Member of Parliament for the Builsa South constituency, Clement Apaak, has encouraged the government to devote the same energy to protect already existing trees.
The MP shared that for years, the country has looked on for these existing trees to be destroyed through illegal felling of some trees such as Rosewood.
On the Happy Morning Show with Samuel Eshun, Clement bemoaned: “We are just looking on and our trees are being destroyed while some are illegally felling trees. Even trees that have been banned from felling, rosewood included, as I speak to you, the illegal harvesting, transport and export of rosewood is ongoing”.
The Builsa South MP noted that while he is not against the planting of new trees, he believes the focus should be on protecting existing trees “which nature has bestowed on us”.
“If we can raise these amounts of money to have this number of seedlings while fundraising letters are circulating asking for donations towards this project, it forces you to wonder why we are not making the same effort to protect the already existing tree.
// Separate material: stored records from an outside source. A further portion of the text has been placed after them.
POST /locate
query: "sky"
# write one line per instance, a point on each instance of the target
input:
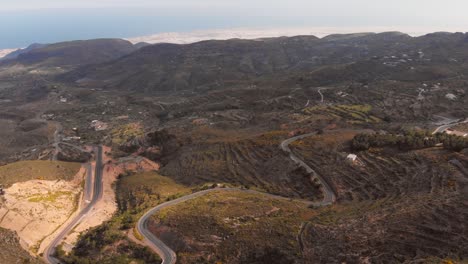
(23, 22)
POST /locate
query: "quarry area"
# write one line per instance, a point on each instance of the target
(35, 209)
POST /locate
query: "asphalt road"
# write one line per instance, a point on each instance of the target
(168, 256)
(329, 196)
(97, 194)
(321, 94)
(444, 127)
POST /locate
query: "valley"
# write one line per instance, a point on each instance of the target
(349, 148)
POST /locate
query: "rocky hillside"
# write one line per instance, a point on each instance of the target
(216, 64)
(11, 251)
(78, 52)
I am not opposed to planting trees but I am a strong advocate of protecting already existing trees”, he told host Samuel Eshun.
He further expressed doubts as to whether as a country, we have the necessary resources, discipline and commitment to take care of these new plants.
“So as far as I am concerned, we should devote a lot more resources and attention to protecting existing trees and plant more”, he reiterated.
The Government of Ghana through the Ministry of Lands and Natural Resources commenced the Green Ghana Project on 11th June 2021.
The ‘Green Ghana Day’ under the Green Ghana Project was aimed at planting five million trees to restore depleted forest cover.
Among the seedlings distributed to the districts and regional offices of the Forestry Commission and Metropolitan, Municipal and District Assemblies were seedlings of economic trees like Wawa, Mango, Rosewood and Shea.
‘Green Ghana Day’ falls under the Green Ghana Project, expected to be fully implemented in the next five years.